O nefes almıyordu. Dünya diye birşey kalmayacaktı.
Hemen telefonumu çıkarıp 112'yi arıyacaktım ki, telefonumun olmadığını farkettim. Büyük ihtimalle motoru sürerken düşmüştü. Zaman kaybedemezdim. Hala nefes alan adamın yere düşen telefonunu aldım. Adam fısıldadı.
- Ha-yır
Dediğinde EVET diye bağırdım.
Telefonu açtım. 15 dakika önce Bora'dan gelen mesajı gördüğümde deliye döndüm.
Şöyle diyordu...KIZI ÖLDÜR!
Hemen 112'yi aradım. Adresi verdim. O sırada adamın galerisine girdim. 6 tane kız fotoğrafları vardı. Yanlarınsa bilgileri yazıyordu.
Bu cani adam onlara işkence ederek öldürüyordu. Zevk alıyordu.
Sarışın mavi gözlü benim kardeşimin kopyası gibi olan kızın üzerine tıkladım. Yanılmıyordum. Bu BULUT KORKMAZ'DI. Benim kardeşimdi. İnfazı bugündü. Koray diye biri infazını gerçekleştirecekmiş. Ak deredeki konakta katledilecekmiş.

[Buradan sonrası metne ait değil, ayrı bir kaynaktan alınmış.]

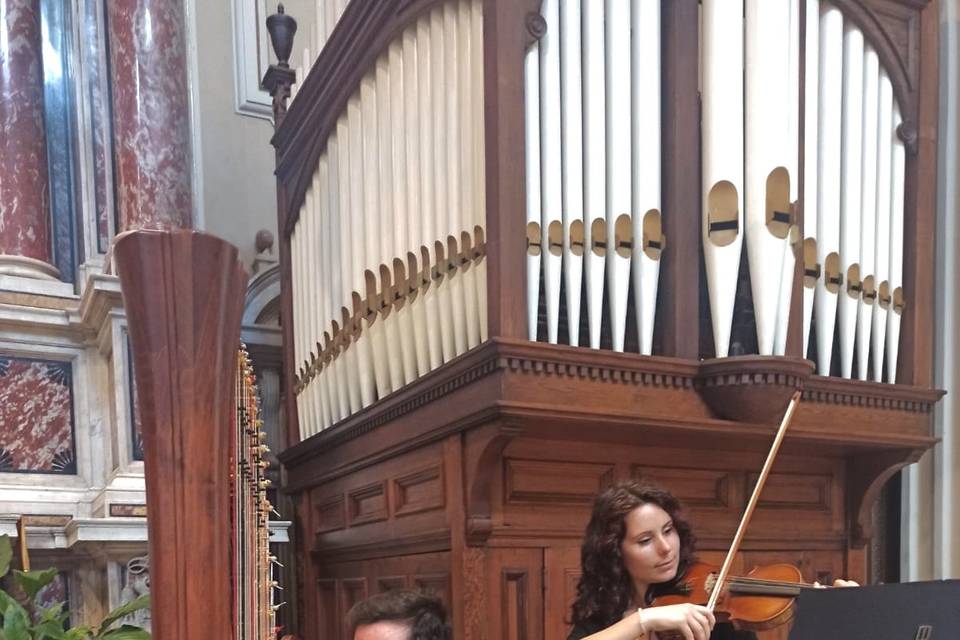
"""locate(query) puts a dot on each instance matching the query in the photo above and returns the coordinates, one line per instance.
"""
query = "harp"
(206, 489)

Okuduklarım karşısında şok oldum. Yerde kıvranan adama baktığımda. Koray kim diye bağırdım.
-Örgüt(MAFYA)Yöneticisi(Başkanı)
Dedi inleyerek...
Şuan nerde?
-en son malikanedeydi. Bulut diye bir kızın infazını gerçekleştirmek için ak deredeki konağa gidiyordu.
Tam bişey diyecektim ki ambulans geldi. Poliside aramıştım. Bu adam ifade verip herşey ortaya çıktığında taşlar oturacaktı.
Bulut, onu aramalıydım.
(Bulut açar)-Alev, Yağmur nasıl?
Bulut beni dinle seni almaya geliyorum hiçbiryere kıpırdama tamam mı? Zamanımız yok hayatın söz konusu Yağmur o iyi değil, nefes almıyor. Hemen geliyorum lütfen heryeri kitle Bulut lütfen dediklerimi yerine getirmezsen öleceksin.
-A-abla sen neyden bahsediyorsun?
Bulut lütfen heryeri kitle nolur sonra anlatacağım. Kapatıyorum bay bay.
Polislere olayı anlattım Bulutun bulunduğu konuma jandarmalar, polisler, ambulanslar geldi. Motoruma atlayıp hemen eve gittim. Bulut evde camdan olanları şaşkınlıkla izliyordu. Etraf ana baba günü gibiydi. Her yerde araar vardı. Eve girip Bulut'a birşey söylemeden yedek silahımı aldım. Öbürkü silahımı o caninin yanında unutmuştum. Bulut telaş içinde
- Abla ne oluyor anlatacakm mısın?
Bulut bu telefondaki galeriye gir. Ne demek istediğimi daha net anlayamazsın.
Bulut galerde kendi resmine tıklayıp okuduğunda şok olmuş bir şekilde bana bakıyordu. O anda aklıma bir fikir geldi.
Bulut beni dinle seni yem olarak kullanacağız ama hayati tehliken olmayacak böylelikle örgüt liderini yakalıyabiliriz.
- bu nasıl bir plan?
Seni Ak Dere'deki Konağa götüreceğiz Koray gelip seni aldığında baskın yapıp Koray'ı yakalayacağız. Onu konuşturacağız...
Bulut bunu yapmalıyız.Bulut kabul etti. Oda benden birkaç şey kapmıştı. O benim çaylağımdı. Zaten ajanlığa geri dönecektim. Sadece bir kaç gün kalmıştı. Bulut'a savunma derslerine vericektim. Bu pislikler ona dokunamazdı.
Koray denen o adam bence korkmalıdı. Azraili kana susamıştı. Kan istiyordu. KAN! Azraili durdurabilecek miydi? Sanmıyorum... Heleki azraili benken... dediğimde büyük bir kahkaha attım. Bu mutluluğun değil, intakam ateşinin kahkasıydı. Geliyordum. Azrailden kaçamazsın KORAY!